Obamacare turns five years old this week, and to mark the occasion, President Obama took after critics of the health law, noting their ongoing opposition while briefly laying out the reasons he believes it to be a success. "It's time to embrace reality," he said, according to The Hill.
The president ticked off a string of points in support of the law: an additional 16 million insured, 50,000 fewer preventable deaths, slow growth in health premium costs, and lower deficit projections as a result.
The law, he said, is "working even better than expected."
One could reasonably quibble with much of this, because not all of the points President Obama cited are clearly or fully attributable to Obamacare.
Health spending growth, for example, is indeed down, and this is driving much of the decline in the deficit, but at least a sizable portion of the decline—perhaps most of it—can be attributed to the recession. One study in Health Affairs last year concluded that about 70 percent of the health spending slowdown is a result of the economy, not any structural changes to health care delivery. Obamacare may be due some credit, but not too much.
Similarly, it's true that a government report estimated that between 2010 and 2013, deaths from "hospital-acquired conditions" were reduced by about 50,000. But it's hard to fully pin this on Obamacare when the report states up front that "the precise causes of the decline in patient harm are not fully understood."

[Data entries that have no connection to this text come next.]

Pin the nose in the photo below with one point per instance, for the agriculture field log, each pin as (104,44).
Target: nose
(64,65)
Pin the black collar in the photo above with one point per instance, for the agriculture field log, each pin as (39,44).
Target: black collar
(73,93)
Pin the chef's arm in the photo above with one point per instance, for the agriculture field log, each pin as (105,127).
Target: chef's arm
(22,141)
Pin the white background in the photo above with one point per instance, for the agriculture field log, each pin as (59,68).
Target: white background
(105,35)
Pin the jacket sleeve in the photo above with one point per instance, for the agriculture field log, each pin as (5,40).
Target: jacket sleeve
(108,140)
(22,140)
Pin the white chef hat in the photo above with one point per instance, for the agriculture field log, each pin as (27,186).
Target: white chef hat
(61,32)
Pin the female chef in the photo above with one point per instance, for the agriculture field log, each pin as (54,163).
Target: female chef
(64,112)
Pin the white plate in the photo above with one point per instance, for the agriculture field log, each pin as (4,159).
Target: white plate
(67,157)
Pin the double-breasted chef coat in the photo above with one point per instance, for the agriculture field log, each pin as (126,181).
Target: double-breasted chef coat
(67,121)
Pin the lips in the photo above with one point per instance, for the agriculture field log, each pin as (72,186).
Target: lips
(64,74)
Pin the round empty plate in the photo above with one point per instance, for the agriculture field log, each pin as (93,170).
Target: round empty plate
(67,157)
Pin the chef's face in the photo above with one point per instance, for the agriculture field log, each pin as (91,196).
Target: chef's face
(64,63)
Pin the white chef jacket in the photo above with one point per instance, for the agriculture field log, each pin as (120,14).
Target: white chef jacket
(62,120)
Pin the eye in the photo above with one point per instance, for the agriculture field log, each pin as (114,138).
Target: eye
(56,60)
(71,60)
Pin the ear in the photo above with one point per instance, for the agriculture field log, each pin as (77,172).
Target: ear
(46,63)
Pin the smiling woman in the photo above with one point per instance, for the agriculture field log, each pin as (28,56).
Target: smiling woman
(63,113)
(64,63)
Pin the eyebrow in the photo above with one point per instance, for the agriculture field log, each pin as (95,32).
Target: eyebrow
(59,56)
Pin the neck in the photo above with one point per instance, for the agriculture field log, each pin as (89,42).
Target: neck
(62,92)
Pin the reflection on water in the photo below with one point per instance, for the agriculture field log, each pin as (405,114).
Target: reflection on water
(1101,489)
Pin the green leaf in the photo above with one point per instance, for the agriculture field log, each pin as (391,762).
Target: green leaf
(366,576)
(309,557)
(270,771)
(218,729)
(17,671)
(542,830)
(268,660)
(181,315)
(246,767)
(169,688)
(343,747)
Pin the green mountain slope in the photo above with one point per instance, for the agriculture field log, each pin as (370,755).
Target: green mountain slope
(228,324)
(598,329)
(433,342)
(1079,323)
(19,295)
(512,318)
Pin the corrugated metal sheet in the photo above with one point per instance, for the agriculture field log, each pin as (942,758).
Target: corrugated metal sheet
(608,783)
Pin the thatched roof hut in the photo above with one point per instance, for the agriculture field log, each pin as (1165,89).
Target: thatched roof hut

Meanwhile, the 16 million insured figure comes from a March report by the Department of Health and Human Services, and it is a total of those who gained coverage through Obamacare's exchanges, Medicaid, employment, and the individual market place, which means it's not wholly attributable to the law. And it tallies those who signed up for coverage rather than those "effectuated enrollment"—those who have already paid their premiums. The actual number is probably not too far off from what President Obama stated, but, once again, Obamacare isn't the entire story here.
So Obama is overstating the case, and, of course, leaving out points against the law.
For example: About half of the people who received subsidies through the law last year will have to pay them back through their taxes this year, according to a Kaiser Family Foundation study this week. On average, those who owe will have to pay a little more than a quarter of their subsidy back. A few will have to pay back the entire subsidy.
On the flip side, a little less than half will end up getting money back, but even that will be complicated by the fact that the federal government and California, which runs the biggest state exchange, sent out nearly a million tax forms related to the health law with incorrect information, leading the administration to ask many to delay filing their taxes as a result. California has already issued 120,000 correct tax forms, but there are still "tens of thousands" who haven't gotten updated forms, according to the L.A. Times.
Beyond that, there are additional questions about whether the Internal Revenue Service is even equipped to handle all the new paperwork required by the law. According to the Chicago Tribune, roughly a quarter of tax filers will have extra filing requirements due to the health law.
And then there are the poll numbers for the law, which is still unpopular, just as it has been throughout the five years it has been law. Polls differ on the exact contours of public opinion about the law, but all the polls in the Real Clear Politics opinion survey show that oppositions outweighs support by at least seven points; on average, the opposition is 10.5 points higher than the support.
If the law is truly working so well for so many people, if it is, as Obama has now taken to saying, working better than expected or anticipated, then why does it remain so stubbornly unpopular?
When the law was being debated in Congress, many supporters of the law argued that it would grow popular once it passed. When that didn't happen, Obamacare backers insisted that it polled poorly because the major benefits had yet to kick in. When the major benefits kicked in, they argued that the botched launch of the exchanges was killing support.
These excuses no longer work. The coverage expansion has arrived, and while the precise numbers aren't clear, there's no denying that far more people are covered now than two years ago. The exchanges are still incomplete on the back end, but the consumer-facing part of the system works well enough. The health insurance subsidies have arrived, and are being doled out to millions, and so have the insurance rules restricting insurers from charging or denying coverage based on preexisting conditions.
Obamacare's major benefits have gone into effect and had time to work their way through the system—and yet the law remains widely disliked. Obama's message about the law, meanwhile, remains the same as always: It's great, and people should stop resisting and recognize how great it is.
After five years, in other words, President Obama has not changed his message, even in the face of consistent broad public opposition, even as the various theories for why it remains unpopular have fallen away. Obamacare is simply not well liked. This is the political reality—and President Obama still refuses to embrace it.